Myeloid-derived tPA promotes macrophage migration through a novel signaling cascade involving FAK, Rac1, and NF-κB. This migratory signaling pathway is also operative in vivo because tPA promoted FAK phosphorylation in macrophages during the course of obstructive renal injury, as indicated by flow cytometry and double immunofluorescence staining (Figure 6, A–D); and obstruction-induced Rac1 activation in the WT mice was mostly alleviated in tPA-deficient mice (Figure 6, E and F). tPA also promotes NF-κB activation in macrophages, which is related to the interstitial accumulation of the macrophages.¹⁵ Therapeutic strategy targeting this migratory signaling, not only suppresses the inflammatory infiltration, but also reduces the cells that generate the pathogenic myeloid-derived tPA, making these findings clinically significant.
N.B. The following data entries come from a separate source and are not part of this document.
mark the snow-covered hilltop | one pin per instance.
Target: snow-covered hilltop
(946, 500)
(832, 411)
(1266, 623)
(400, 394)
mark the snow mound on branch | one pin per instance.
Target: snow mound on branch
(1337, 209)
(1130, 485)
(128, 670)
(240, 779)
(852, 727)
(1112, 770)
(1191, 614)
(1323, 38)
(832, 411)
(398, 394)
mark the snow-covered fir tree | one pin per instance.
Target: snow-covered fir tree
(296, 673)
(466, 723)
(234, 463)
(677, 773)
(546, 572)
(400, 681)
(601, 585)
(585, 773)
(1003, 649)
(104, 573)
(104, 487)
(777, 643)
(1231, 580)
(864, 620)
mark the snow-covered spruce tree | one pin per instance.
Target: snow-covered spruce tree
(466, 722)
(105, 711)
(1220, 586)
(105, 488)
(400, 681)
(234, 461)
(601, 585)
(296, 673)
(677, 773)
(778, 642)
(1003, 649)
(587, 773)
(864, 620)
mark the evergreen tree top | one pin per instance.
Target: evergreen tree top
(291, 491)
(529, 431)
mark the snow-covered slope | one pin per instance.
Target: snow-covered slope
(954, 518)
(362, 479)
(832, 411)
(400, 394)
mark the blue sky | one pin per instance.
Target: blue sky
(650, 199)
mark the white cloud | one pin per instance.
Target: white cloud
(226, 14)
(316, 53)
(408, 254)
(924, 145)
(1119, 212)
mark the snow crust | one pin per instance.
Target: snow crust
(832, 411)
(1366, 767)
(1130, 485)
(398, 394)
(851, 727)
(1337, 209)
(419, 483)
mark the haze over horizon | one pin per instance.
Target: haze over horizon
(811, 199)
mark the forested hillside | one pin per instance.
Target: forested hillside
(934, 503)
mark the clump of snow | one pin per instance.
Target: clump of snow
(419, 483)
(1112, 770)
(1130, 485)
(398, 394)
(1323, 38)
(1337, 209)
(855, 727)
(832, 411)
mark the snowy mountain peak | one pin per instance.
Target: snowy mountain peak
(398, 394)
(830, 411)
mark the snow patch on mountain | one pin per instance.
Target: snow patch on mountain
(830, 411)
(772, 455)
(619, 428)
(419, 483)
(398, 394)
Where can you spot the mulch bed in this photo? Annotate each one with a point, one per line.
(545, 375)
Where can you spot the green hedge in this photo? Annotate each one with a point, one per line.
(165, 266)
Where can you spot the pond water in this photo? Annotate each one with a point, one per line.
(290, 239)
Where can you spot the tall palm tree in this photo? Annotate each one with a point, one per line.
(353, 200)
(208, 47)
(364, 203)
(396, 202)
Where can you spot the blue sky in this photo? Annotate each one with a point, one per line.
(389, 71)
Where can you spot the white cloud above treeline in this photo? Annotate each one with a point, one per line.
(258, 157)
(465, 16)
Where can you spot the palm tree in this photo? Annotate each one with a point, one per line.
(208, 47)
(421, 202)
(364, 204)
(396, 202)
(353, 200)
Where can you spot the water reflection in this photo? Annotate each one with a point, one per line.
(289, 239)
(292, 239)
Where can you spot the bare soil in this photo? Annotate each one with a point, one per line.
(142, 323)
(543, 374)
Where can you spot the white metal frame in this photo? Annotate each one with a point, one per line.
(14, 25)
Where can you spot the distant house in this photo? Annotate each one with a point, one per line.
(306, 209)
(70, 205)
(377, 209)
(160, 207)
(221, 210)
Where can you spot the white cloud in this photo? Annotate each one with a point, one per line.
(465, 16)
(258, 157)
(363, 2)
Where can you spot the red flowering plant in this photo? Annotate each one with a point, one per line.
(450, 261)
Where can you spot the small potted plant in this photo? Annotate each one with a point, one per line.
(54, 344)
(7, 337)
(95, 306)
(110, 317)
Of note, it is known that macrophages, in response to injury, differentiate into two distinct subsets through classical activation (M1) or alternative activation (M2).¹ Generally, M1 macrophages promote inflammation and exaggerate damage, whereas M2 macrophages help to resolve inflammation and promote tissue remodeling.1, 2 It is not clear whether tPA differentially promotes the infiltration and accumulation of one subset of macrophages over the other. However, we found that obstruction-induced infiltration of CD11b macrophages, fibroblast activation, and matrix deposition are attenuated in tPA-deficient mice.13, 15 Together with our previous finding that exogenous tPA induces the expression of M1-like chemokines in J774 macrophages,¹⁵ it is reasonable to speculate that tPA might preferably promote the infiltration of M1 macrophages. However, in disease conditions, differentiation between M1 and M2 macrophages is dynamic and macrophages can switch their phenotype at different disease stages.⁴⁰ Future investigation is required to address these questions.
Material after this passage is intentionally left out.